A synthetic analogue of phosphatidylinositol mannoside is an efficient adjuvant

Abstract

We recently described the synthesis of an ether linked analogue of phosphatidylinositol dimannoside (PIM2ME). In the current study, PIM2ME was found to significantly enhance the release of the key Th1 cytokine interleukin-12 (IL-12) by dendritic cells (DCs) of naïve mice in vitro, but not interleukin-10 (IL-10). Based on this result, it was hypothesized that PIM2ME would be an effective adjuvant for cell-mediated immune responses. Injections of PIM2ME alone did not lead to weight loss and did not have toxic side effects, based on biomarkers of toxicity in serum,demonstrating that the compound induced no apparent adverse side effects. Mice were vaccinated with the core antigens of the hepatitis C virus by itself or with three different adjuvants, namely PIM2ME, a commercial preparation of monophosphoryl lipid A (MPL) or a preparation of aluminium hydroxide gel (alum). A control group of animals received the antigen only with no adjuvants.

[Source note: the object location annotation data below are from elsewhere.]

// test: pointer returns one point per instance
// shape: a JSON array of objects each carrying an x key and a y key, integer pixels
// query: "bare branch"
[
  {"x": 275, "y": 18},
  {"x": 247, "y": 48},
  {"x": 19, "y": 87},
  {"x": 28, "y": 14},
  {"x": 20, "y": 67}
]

Immune responses to the Hepatitis C viral antigens were monitored by measuring antigen-specific production of interferon-gamma (IFN-γ), the p40 subunit of interleukin-12 (IL-12) and interleukin-10 (IL-10) to assess cell-mediated immune responses. Vaccination of mice with Hepatitis C viral antigens with the adjuvant PIM2ME led to a significant increase in cell-mediated immune responses (IFN-γ and IL-12). Injection of Hepatitis C viral antigens in alum led to no enhancement of the cell-mediated immune response. We conclude that PIM2ME is an efficacious adjuvant for enhancing cell-mediated immunity, and induces no observable adverse effects.